[jira] [Updated] (NIFI-4569) Brief summary of a newbie journey into NiFi

Eric Chaves (JIRA) Sun, 05 Nov 2017 14:57:34 -0800

     [ 
https://issues.apache.org/jira/browse/NIFI-4569?page=com.atlassian.jira.plugin.system.issuetabpanels:all-tabpanel
 ]


Eric Chaves updated NIFI-4569:
------------------------------
    Description: 
Hi folks,

As requested at Nifi's User mailing list, I'm compiling a small briefing of my 
experience as a new user working with NiFi. This report includes some feedback 
while I was learning NiFi following some tutorial and articles found on the 
internet.

In particular, after scouting the internet and reading NiFi's docs, I first 
tried to write some custom flows using scripted processors and scripted 
services.

Most of the troubles I've faced I attribute to my lack of expertise with 
Java/Groovy plus my small knowledge with NiFi's architecture. I did faced some 
inconsistencies however that may be eased for newcomers like me in future 
releases.

*Development workflow*
To write my flows I'm using the official docker image (apache/nifi:1.4.0) 
together with other images like mysql, mongodb and localstack (to simulate AWS 
services).

It took me a while to properly setup a working folder using docker. When I 
simple run the container without any volume binded to my local host, NiFi 
started properly because all the required files are already present in conf 
dir. This setup works fine for trying NiFi out but is not good as development 
starting point because changes may be lost due to container rebuilt.

To address this I first attempted to bind volumes for ./conf and ./logs folder 
but this didn't worked as expected because this produced and empty ./conf 
folder that prevents nifi from starting. To get this right was a little hard 
and I only did it after looking at some github's projects to compare they're 
./conf dir with NiFi's default configuration inside the docker image. 

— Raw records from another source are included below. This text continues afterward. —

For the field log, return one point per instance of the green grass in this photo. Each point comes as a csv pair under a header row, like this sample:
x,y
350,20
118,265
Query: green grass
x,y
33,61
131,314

_- *Suggestion #1*: NiFi shoud created default configuration files when no file 
is present in ./conf_

After getting my docker right I started creating some flows following some 
Hortonworks tutorials and others website (like Matt's blog) and the first thing 
that confused me was the lack of a simple to get a new blank canvas. In order 
to do so I need to stop all components, delete processors and groups, ports and 
etc.

_- *Suggestion #2*: Add an "new canvas" button to the operations pallete (or 
somewhere else)._

At this point I started writing some flows that I would like to keep under 
version control and there is no simple way for that. NiFi's canvas is kept in a 
gzip file which is not ideal for version control and the current way of 
exporting a canvas requires us to save it as template and then export the 
template. This process seems ok when we have finished a flow and want to export 
it for future use as an actual template but is not good for small commits while 
working in the flow (WIP commits). A better approach would be to have the 
flowfile as xml directly under source control.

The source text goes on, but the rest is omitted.